Rafa Silva: o TGV da Luz fica no estaleiro até 2020

"Adquirido pelo SL Benfica ao Sporting Clube de Braga, em 2016, por 16,4 milhões de euros – uma transferência recorde entre clubes portugueses -, Rafael Alexandre Fernandes Ferreira Silva – conhecido no mundo do futebol como Rafa – não teve um início de carreira fácil no clube da Luz. No entanto, três anos passaram e a sua preponderância nas “águias” aumentou abruptamente. 
Actualmente, Rafa é um jogador fulcral na manobra ofensiva dos encarnados, pelo que a sua paragem devido a lesão – sofreu uma desinserção do tendão médio adutor à esquerda, frente ao Olympique Lyonnais, em jogo a contar para a terceira jornada da fase de grupos da Champions League – irá ser uma grande dor de cabeça para Bruno Lage, que só deverá poder voltar a contar com o médio em Fevereiro de 2020.
A evolução de Rafa é algo digno de registo: passou de um extremo puro, que procurava sempre o jogo exterior e que fazia da sua capacidade de drible o principal cartão de visita, para um médio ala que, para além de ser extremamente veloz, sabe jogar em espaços interiores, onde o metro quadrado é mais caro,cujos movimentos de ruptura “diagonais” entre o central e o lateral adversários o tornam numa ameaça constante às redes dos seus oponentes.
Para além de toda a qualidade que apresenta no plano ofensivo, o médio português também é um jogador comprometido com as tarefas defensivas, ajudando o seu parceiro de flanco, Alejandro Grimaldo, a “trancar” o lado esquerdo encarnado.
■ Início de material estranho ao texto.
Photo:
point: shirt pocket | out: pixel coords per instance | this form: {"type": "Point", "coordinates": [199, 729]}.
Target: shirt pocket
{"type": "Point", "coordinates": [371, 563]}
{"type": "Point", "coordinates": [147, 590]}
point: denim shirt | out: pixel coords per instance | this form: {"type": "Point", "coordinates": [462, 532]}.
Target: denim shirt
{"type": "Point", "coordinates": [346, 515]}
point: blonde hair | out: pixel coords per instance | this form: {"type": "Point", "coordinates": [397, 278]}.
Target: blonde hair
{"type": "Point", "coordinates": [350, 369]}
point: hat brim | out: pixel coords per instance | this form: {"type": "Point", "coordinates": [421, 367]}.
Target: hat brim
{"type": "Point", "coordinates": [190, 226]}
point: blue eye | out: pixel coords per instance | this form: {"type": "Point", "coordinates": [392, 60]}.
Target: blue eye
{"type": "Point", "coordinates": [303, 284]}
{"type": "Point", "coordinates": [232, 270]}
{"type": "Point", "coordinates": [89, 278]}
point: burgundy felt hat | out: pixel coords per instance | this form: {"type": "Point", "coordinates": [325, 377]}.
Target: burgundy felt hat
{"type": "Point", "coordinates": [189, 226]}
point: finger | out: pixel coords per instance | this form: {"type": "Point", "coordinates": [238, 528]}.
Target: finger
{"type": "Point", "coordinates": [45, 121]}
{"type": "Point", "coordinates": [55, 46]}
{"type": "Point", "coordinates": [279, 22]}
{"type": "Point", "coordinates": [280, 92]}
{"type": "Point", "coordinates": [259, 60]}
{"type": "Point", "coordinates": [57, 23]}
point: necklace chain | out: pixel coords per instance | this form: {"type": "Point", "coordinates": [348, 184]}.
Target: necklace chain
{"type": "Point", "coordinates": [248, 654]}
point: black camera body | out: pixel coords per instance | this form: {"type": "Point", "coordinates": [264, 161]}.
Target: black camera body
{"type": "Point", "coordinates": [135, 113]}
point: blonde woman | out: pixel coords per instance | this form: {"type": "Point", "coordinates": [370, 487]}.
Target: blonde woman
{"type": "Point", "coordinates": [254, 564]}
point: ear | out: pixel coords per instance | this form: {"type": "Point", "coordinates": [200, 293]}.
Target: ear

Cabe então a Bruno Lage encontrar a melhor solução para colmatar a ausência do craque ribatejano. As alternativas directas – e mais lógicas – são Caio Lucas, Franco Cervi ou Jota, que são alas de raiz. No entanto, nenhum deles tem a capacidade de desequilíbrio e de jogo interior que Rafa apresenta. 
Outra alternativa poderá ser a adaptação de um médio criativo à ala, como Taarabt ou Chiquinho. Nesse caso, os encarnados perderiam velocidade e poder de explosão, mas ganhariam mais presença no meio-campo.
No meio de tantas dúvidas, há uma certeza: o Benfica não tem, neste momento, uma alternativa que ofereça a qualidade que o português proporciona, pelo que Bruno Lage terá de adaptar as dinâmicas da equipa de modo a atenuar a ausência de Rafa."